Poster: Ron Mader, What is a recipe? #roofdog
Publisher’s Note: Sharing and lightly editing an announcement from The Recipe Project which celebrates its fifth anniversary by hosting a Virtual Conversation on ‘What is a Recipe?’ June 2 to July 5, 2017. Kudos for inspired, inclusive and open participation!
The Recipes Project is a DH/HistSTEM blog devoted to the study of recipes from all time periods and places. Our readership and contributors highlight the growing scholarly and popular interest in recipes. Over the five years that the RP has been running, our authors have continued to revisit one key question: what exactly is a recipe? How do we know one when we see one? What is their structure? What functions do recipes serve? How are they shared and passed on? Are they a set of instructions, a way of life, or a story? Aspirational or frequently used? Prose, poem, or image? The list could go on!
And the question becomes even more complicated when we consider the ways that social media creates new and innovative formats for conversations about recipes, across disciplines, academic/non-academic boundaries, and the world. At the RP, we’ve found that blogging is a wonderful way for recipes scholars to share their work and interests, but we recognize its limits as static text.
Introducing the Virtual Conversation
We would like to invite you – whatever your background – to join us in our first Recipes Project Virtual Conversation, which will take place across a series of online events over the course of one month (2 June to 5 July).
In between these panels, we’ll host a series of virtual events during which we flood social media with images, texts, and conversations about ‘What is a Recipe?’The month-long event will be framed by two more traditional panels of speakers. The first, “Repast and Present: Food History Inside and Outside the Academy,” will be convened at the Berkshire Conference of Women Historians in June. The second will be held in the UK in July, and will feature all of the RP’s editors. We’ll record these two panels and post them online for discussion.
Are you a visual person who loves Pinterest or Instagram?
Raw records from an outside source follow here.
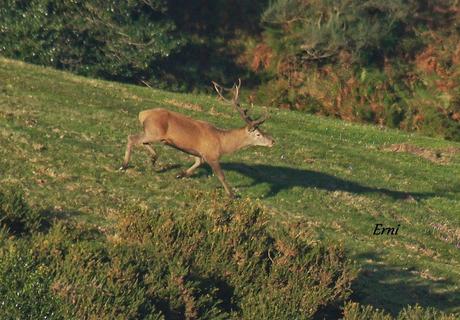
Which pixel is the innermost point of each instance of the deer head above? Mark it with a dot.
(256, 136)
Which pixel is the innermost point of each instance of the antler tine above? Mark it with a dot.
(218, 89)
(235, 100)
(261, 119)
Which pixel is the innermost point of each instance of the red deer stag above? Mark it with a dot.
(198, 138)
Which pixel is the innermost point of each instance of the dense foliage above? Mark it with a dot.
(394, 63)
(216, 260)
(179, 44)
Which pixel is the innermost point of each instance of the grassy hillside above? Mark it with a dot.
(62, 140)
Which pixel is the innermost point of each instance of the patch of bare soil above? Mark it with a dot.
(440, 156)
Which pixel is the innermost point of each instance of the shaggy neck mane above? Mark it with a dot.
(233, 139)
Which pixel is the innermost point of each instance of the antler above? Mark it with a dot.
(236, 104)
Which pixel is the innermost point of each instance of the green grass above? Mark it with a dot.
(62, 139)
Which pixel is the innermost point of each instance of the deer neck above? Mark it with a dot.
(233, 140)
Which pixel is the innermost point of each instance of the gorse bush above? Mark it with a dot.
(258, 271)
(117, 40)
(355, 311)
(394, 63)
(214, 260)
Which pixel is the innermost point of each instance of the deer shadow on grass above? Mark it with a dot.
(284, 178)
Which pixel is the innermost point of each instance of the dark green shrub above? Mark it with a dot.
(15, 214)
(260, 271)
(355, 311)
(121, 40)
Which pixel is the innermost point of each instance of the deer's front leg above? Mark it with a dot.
(153, 154)
(187, 173)
(220, 174)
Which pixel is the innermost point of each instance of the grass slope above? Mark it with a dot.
(62, 138)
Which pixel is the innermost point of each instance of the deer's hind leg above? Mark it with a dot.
(137, 140)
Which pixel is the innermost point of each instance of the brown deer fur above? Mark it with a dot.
(198, 138)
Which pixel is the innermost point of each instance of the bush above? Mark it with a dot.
(355, 311)
(365, 61)
(258, 270)
(125, 40)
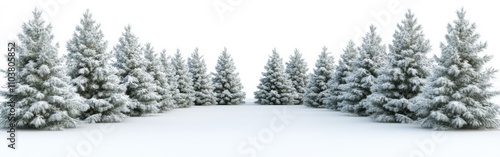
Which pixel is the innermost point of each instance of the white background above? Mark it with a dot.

Or do you prefer the brevity and playfulness of Twitter? Do you use recipes in historical re-enactment, or try to reconstruct historical recipes in the lab? Are you a knitter who uses old patterns? Whether you’re a recipes scholar, or a recipes enthusiast, there is a place for you in our conference.
During the Virtual Conversation, we will be collecting and archiving presentations for a post-event exhibition site.
Types of Participation
We are open to any form of online presentation on the topic of ‘What is a Recipe?’ You might use Twitter for poems, stories, or essays… Or Instagram, Pinterest, and Snapchat for photo-essays… Or YouTube, Vimeo, or Facebook Live for videos… Or a blog forum… Or you might have another brilliant idea, which we’d love to hear!
Participation is open to ALL, whether you decide to present or to simply join the discussion.
How to Participate
Please register your interest in participating by contacting Recipes Project editors Lisa Smith and Laurence Totelin (email@example.com) by 30 April 2017.
In your email, please indicate your activity, medium, and (if any) preferred dates between 2 June and 5 July. In the interests of open participation, we are not vetting abstracts.
But in your application, please be detailed, because this will help us as we organise online activities, find participants, and ensure that we have permission to reproduce work on our exhibition site. Some virtual technical support may also be possible, depending on your needs.
Why is open participation a priority?
What sort of technical support will be available?
How do you translate ‘What is a recipe?’ in other languages? #usatuvoz
What can we learn about ‘open’ and ‘openness’ in this conference?
Are there any connections to Open Education Week?
What is DH/HistSTEM?
– DH = Digital Humanities; HistSTM = History of Science, Technology, and Medicine.